Today’s youth have expanded their interactions into cyberspace at unprecedented levels. With the ease of use and instant gratification of social media sites like Facebook and Twitter, many youth are essentially live-blogging their day-to-day lives.
Most of us remember the challenges of navigating the tricky social waters of adolescence. Awkwardness, cliques, fear of ostracism and the desire for popularity are deeply ingrained in our memories and remain the fabric of many teens’ lives. Despite focused efforts on empowering youth and helping teens develop positive social mores, peer pressure and bullying still exist. What’s different now is that the neighborhood bully has also expanded into cyberspace. The nasty message written on the restroom wall reached a very limited audience, but the same cruelty posted online can literally be seen around the world in a matter of seconds. While cyberbullying can take many forms and involve different levels of intensity, real harm can easily spill over into the offline world through social ostracism, psychological torment, and even physical threats. The effect on youths’ educational experiences is often substantial.
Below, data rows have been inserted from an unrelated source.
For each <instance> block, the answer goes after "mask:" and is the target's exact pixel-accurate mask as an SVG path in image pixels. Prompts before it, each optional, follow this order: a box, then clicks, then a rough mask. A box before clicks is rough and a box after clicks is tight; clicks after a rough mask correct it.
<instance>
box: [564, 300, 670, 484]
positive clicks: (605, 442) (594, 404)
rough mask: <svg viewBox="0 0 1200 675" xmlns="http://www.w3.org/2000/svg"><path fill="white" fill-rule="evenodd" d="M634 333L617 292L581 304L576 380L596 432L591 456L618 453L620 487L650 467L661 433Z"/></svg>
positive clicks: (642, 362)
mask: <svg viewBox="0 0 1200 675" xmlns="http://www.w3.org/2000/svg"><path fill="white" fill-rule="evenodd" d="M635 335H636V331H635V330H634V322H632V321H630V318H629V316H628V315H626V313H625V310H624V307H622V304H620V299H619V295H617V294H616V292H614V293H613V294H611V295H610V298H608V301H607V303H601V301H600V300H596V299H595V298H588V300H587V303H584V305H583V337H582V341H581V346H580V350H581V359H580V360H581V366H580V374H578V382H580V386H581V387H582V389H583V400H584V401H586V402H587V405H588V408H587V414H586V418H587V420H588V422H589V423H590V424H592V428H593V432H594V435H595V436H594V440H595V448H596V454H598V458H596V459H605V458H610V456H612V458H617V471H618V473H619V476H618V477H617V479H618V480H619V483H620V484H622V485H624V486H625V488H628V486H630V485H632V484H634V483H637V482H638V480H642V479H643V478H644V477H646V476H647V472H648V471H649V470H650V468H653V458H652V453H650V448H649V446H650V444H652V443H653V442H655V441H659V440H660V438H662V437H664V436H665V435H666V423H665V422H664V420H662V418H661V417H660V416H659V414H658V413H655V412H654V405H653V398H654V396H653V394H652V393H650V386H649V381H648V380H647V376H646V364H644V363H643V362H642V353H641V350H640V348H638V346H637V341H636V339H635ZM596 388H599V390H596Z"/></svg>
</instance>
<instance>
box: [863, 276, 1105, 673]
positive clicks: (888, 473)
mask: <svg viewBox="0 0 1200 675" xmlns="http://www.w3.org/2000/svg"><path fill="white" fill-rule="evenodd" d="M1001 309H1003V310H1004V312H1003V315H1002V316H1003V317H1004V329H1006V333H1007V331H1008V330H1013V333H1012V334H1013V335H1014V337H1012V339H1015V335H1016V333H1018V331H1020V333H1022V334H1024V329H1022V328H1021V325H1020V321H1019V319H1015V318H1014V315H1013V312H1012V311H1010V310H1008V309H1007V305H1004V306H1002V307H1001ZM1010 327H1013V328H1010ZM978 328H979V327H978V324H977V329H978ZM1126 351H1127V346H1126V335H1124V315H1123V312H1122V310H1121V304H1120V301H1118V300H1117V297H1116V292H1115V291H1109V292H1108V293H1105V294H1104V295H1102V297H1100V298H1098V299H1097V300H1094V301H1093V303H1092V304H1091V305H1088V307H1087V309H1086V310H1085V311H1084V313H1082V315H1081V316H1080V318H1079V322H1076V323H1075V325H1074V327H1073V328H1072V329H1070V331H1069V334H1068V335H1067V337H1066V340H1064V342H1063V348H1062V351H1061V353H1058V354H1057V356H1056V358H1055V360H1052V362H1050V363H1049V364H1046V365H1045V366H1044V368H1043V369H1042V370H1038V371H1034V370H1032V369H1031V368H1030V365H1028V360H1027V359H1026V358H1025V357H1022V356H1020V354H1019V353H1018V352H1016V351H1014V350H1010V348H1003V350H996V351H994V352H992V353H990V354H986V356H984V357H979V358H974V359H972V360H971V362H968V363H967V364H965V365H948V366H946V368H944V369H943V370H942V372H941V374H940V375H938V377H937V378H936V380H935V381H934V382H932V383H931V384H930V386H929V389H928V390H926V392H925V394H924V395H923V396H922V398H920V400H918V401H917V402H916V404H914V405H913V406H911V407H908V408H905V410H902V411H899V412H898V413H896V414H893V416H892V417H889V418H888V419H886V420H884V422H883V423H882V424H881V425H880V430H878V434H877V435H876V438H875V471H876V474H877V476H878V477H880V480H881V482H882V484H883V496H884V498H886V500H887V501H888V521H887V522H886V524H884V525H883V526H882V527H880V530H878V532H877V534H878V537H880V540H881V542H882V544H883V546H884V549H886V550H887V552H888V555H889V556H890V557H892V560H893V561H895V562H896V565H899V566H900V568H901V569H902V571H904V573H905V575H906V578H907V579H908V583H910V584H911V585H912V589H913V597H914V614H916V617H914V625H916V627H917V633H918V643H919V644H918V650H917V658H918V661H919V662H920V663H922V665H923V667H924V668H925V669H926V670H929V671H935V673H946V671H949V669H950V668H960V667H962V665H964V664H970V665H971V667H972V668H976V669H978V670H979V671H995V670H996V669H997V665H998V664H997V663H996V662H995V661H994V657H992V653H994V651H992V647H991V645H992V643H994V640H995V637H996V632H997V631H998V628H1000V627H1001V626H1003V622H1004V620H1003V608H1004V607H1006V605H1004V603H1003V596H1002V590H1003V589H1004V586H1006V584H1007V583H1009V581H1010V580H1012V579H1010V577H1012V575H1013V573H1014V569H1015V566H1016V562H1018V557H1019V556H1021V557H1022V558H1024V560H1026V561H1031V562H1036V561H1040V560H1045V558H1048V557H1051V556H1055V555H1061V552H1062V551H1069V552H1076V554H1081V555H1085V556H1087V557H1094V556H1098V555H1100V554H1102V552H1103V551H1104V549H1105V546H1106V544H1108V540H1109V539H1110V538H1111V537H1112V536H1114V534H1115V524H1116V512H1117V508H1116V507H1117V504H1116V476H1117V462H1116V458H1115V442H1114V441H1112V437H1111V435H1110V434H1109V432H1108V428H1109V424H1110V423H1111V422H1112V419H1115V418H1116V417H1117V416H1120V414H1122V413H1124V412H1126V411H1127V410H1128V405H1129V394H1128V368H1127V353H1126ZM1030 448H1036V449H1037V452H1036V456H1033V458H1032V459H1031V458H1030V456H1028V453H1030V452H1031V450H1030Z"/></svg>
In September 2011, New York State Governor Andrew Cuomo signed the Cybercrime Youth Rescue Act, which charged the Office of Children and Family Services (OCFS), in consultation with the Division of Criminal Justice Services (DCJS) and the State Education Department, to develop and implement an education reform program for youth who have been charged with or convicted of cyberbullying or sending obscenity or nudity through electronic means, commonly known as sexting. The program’s goal is to help youth recognize the seriousness and widespread effects of these behaviors and to modify their actions before they escalate to levels with more dire legal consequences.
OCFS turned to the expertise of PDP to develop an effective, engaging online course for youth aged 14-17 who have been adjudicated for cyberbullying and sexting offenses. Working in consultation with a nationally recognized expert, PDP developed a self-guided online training program that uses reality-based scenarios to teach adolescents about the legal and non-legal consequences of their actions and help them learn to make better choices in using technology. The program explains what cyberbullying and sexting are, describes why these activities can constitute crimes in New York, guides youth toward thoughtful decision-making and critical thinking skills, demonstrates how electronic communications persist in cyberspace and can reach unintended audiences, and helps youth develop a personal code of cyber-conduct to improve their online interactions.
The program uses a graphic novel-style interface, voice-overs, and interactive activities to engage youth. Talented members of a Capital Region high school’s drama club participated in photo shoots and recording sessions that were incorporated in the program.